It sits at the edge of a gray cliff, hence Graycliff.
It's 100 feet from the shore of Lake Erie, so the landscape design featured a pond and reflecting pool meant to draw a line from the land to the water. Its owners loved light, so it is filled with light.
Nothing wildly complicated, just a structure designed to harmonize with the natural beauty of its site.
As the complex prepares for the opening of its 2018 public tour season April 30, Graycliff Conservancy Executive Director Robert Wooler led a tour of the site. It is undergoing the final phase in a $7 million restoration process slated to be completed next year.
Wooler shared plenty of background about the house, its construction and its architectural features. Here are five highlights:
- The Martins wanted 'a simple cottage.' Frank Lloyd Wright had other ideas. "What they wanted was a simple, lakeside cottage," Wooler said of Darwin D. Martin's and his wife's original desire for the summer vacation home. "You may think that this is a little bit more than a cottage, and therein lies the interesting dynamics with a family that was trying to keep the budget down and keep it simple, and Frank Lloyd Wright, who had his own design objectives in mind and really wanted to design in harmony with the land."
- Graycliff was built with stones from ... a gray cliff. Picture ox-carts filled with heavy limestone rocks being gingerly carted up the side of a 70-foot cliff to the Martins' plot of land. That's how the organic material that makes up much of the house was gathered and transported, resulting in an organic style literally extracted from the surrounding landscape.
Though much of the wood in the house is non-native cypress, the masterful stonework on the interior and exterior is a direct reflection of the cliff on which the house sits.
Let there be light. Darwin Martin's wife, Isabelle, suffered from poor eyesight. That's one of the reasons, in addition to Wright's desire to merge inside and outside, for the light-filled design of the main house.

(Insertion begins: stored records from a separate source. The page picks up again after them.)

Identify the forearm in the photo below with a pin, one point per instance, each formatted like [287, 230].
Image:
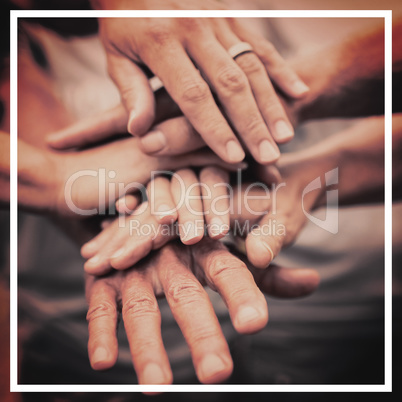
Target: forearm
[36, 172]
[347, 80]
[35, 176]
[358, 154]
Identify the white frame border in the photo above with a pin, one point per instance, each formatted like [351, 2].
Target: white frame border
[14, 386]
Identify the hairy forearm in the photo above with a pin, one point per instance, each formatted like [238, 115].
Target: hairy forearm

Unlike his more famous Darwin Martin House Complex on Parkside Avenue, Graycliff's windows lack any ornate detailing or stained glass, providing as much surface area as possible to allow light into the house. The result is an almost ethereal dissolution of inside and out, with the lake clearly visible from the east approach through the house's windows and the brilliant flood of natural light into the living spaces.
The brightness of the house is in direct contrast to the family's complex on Jewett Parkway, with its many moody corners and decorative flourishes.

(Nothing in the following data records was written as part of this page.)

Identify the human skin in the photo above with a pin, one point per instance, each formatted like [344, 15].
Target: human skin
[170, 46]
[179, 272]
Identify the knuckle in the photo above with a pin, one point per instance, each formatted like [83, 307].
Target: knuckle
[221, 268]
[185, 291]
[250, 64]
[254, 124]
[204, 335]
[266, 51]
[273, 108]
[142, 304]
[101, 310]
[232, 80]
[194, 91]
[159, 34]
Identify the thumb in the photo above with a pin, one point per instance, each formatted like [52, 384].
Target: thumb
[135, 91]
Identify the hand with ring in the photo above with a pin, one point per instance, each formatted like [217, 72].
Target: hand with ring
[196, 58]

Embracing the lake. Wright's original design for the house included a reflecting pool on the lake side of the property (now an empty esplanade) and an elaborate pond (which exists) to the east. The notion, Wooler said, was to "add a through-line of water where the image of the lake would essentially flow through the house."
The notion of continuity extended to a gargantuan stair-tower connected to the bluff by a bridge, which has since been removed because of erosion. The stair-tower still stands, and plans call for the bridge and tower to be reconstructed so the access to the beach the Martins enjoyed can be restored.

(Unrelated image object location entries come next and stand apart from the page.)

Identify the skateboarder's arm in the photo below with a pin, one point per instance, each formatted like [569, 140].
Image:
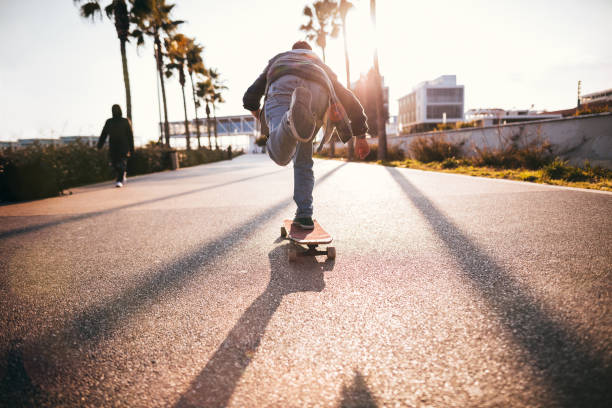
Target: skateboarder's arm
[353, 109]
[253, 95]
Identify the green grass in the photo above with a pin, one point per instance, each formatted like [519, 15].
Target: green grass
[598, 179]
[558, 173]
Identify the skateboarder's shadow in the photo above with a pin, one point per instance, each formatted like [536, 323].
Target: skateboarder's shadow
[215, 384]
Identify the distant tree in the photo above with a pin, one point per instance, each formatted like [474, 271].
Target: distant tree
[195, 66]
[343, 8]
[176, 49]
[321, 22]
[118, 11]
[155, 21]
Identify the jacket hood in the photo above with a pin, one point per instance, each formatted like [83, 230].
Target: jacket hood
[116, 109]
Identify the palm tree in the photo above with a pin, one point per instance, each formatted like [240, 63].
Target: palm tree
[117, 10]
[195, 65]
[321, 22]
[215, 95]
[176, 48]
[343, 8]
[153, 22]
[203, 92]
[382, 134]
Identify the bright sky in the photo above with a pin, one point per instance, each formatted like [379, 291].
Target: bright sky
[60, 74]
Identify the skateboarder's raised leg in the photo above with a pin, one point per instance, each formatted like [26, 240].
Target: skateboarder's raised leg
[282, 142]
[303, 180]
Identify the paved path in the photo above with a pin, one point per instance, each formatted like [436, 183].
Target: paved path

Graycliff's cantilevers are the architect's version of cliffs. The balconies common in Wright's designs are cantilevered -- that is, supported from the inside of the structure rather than with visible exterior supports. But the balconies on the main house at Graycliff, Wooler said, were a direct reference to the rock outcroppings that line the Lake Erie shore.
"The tier of limestone that pokes out from the cliff essentially works as kind of a natural cantilever on the site, so Wright picked up that form and mimicked it in his design."
Graycliff opens for the season April 30. Visitors can take three tours of varying length and complexity: A basic, 1-hour tour; a 2-hour tour focused on the ongoing restoration work at the site; and a 3-hour master architectural tour that delves into the nuts and bolts of Wright's design. More info is at experiencegraycliff.org or 947-9217.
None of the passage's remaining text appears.